Before long, Lego had revived itself by crowdsourcing designs and enabling fans to share creations online. By leveraging its loyal fanbase while concentrating on what made Lego unique – its iconic bricks – the company engineered one of history's most impressive corporate turnarounds.

4. Impact: Managers need to demonstrate leadership to foster commitment and shift project trajectories. They could do so by implementing high-performance processes, practices and tracking systems to address Black Box issues uncovered through the diagnostic phase.

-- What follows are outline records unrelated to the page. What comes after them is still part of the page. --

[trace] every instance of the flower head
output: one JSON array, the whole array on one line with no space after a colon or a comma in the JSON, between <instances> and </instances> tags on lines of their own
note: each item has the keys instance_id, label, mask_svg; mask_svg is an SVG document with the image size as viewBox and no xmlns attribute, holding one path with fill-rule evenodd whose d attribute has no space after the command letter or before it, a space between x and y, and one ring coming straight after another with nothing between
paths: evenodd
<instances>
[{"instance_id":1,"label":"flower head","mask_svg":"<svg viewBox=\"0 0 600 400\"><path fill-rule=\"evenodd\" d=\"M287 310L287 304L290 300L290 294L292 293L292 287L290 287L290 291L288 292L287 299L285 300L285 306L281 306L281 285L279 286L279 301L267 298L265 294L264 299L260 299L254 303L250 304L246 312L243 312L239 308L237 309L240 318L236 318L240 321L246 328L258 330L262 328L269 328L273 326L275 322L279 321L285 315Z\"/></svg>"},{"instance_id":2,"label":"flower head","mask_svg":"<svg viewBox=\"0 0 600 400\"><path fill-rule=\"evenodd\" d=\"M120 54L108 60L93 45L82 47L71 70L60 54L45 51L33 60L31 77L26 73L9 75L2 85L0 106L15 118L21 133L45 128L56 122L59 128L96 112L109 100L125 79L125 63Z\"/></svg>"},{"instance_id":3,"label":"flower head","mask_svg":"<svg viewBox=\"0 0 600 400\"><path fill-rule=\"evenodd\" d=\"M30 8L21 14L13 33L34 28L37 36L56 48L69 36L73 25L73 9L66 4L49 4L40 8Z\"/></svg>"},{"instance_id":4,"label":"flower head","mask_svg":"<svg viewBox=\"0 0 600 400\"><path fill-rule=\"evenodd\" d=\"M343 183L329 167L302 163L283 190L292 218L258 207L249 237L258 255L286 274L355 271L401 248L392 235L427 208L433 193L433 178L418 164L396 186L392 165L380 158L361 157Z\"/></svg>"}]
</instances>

When Tesla faced significant challenges in ramping up production for its highly anticipated Model 3 in 2018, CEO Elon Musk essentially moved his office into the factory. He reportedly kept a sleeping bag near the production line so he could personally oversee the operations and solve problems as they arose, making his personal commitment visible to the investors and his workforce. The Model 3 has since become one of the best-selling cars in the world.

In megaproject after megaproject, it is patently clear that while the While Box stands out, the Black Box thrives in the shadows, hidden from sight and even consciousness, silently sabotaging performance. Opening the Black Box and seeing what is inside is crucial for steering decisions involving billions of dollars and affecting innumerable lives.